Because the mean is zero, the variance is given by the integral

$\operatorname{Var}(Z)=\int_{-\infty}^{\infty} z^{2} \phi(z) d z$

We showed above while finding the second derivative of $\phi(z)$ that

$\phi^{\prime \prime}(z)=\phi(z)\left(z^{2}-1\right)$

and rearranging, $z^{2} \phi(z)=\phi^{\prime \prime}(z)+\phi(z)$

Hence $\operatorname{Var}(Z)=\int_{-\infty}^{\infty} z^{2} \phi(z) d z$

$=\int_{-\infty}^{\infty} \phi^{\prime \prime}(z) d z+\int_{-\infty}^{\infty} \phi(z) d z$

$=\left[\phi^{\prime}(z)\right]_{-\infty}^{\infty}+\int_{-\infty}^{\infty} \phi(z) d z$

$=0+1$

$=1$

The first integral above is zero, because the integrand $\phi^{\prime}(z)=-z \phi(z)$ is odd, as we saw before. The second integral above is 1 because $\phi(z)$ is a probability density function.

The only part that I don't understand is the 3rd last line, where they say that $\left[\phi^{\prime}(z)\right]_{-\infty}^{\infty}=0$

Because indeed $\phi^{\prime}(z)=-z \phi(z)$, so

$\left[\phi^{\prime}(z)\right]_{-\infty}^{\infty}$

$=\left[-z \phi(z)\right]_{-\infty}^{\infty}$

$=-\{\infty \phi(\infty)+\infty \phi(-\infty)\}$

$=-(\infty \times 0+\infty \times 0)$ which we can't say is equal to zero, right?

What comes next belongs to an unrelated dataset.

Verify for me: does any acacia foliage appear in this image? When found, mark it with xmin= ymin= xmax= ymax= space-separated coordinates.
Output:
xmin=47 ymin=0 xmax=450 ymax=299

I think what the textbook is trying to say is that since the integrand $\phi^{\prime}(z)=-z \phi(z)$ is odd, $\int_{-\infty}^{\infty} \phi^{\prime}(z) d z=0$, but clearly the integrand is $\phi^{\prime \prime}(z)$ not $\phi^{ \prime}(z)$, and $\phi^{\prime \prime}(z)$ which is equal to $(z^2-1)\phi(z)$ is not odd.

Please let me know if I am missing something here.. And if the textbook is wrong, is there another way to prove the variance of the standard normal distribution using high school level mathematics only? (I had a look around here and saw the use of Gamma function, which I don't know what it is..)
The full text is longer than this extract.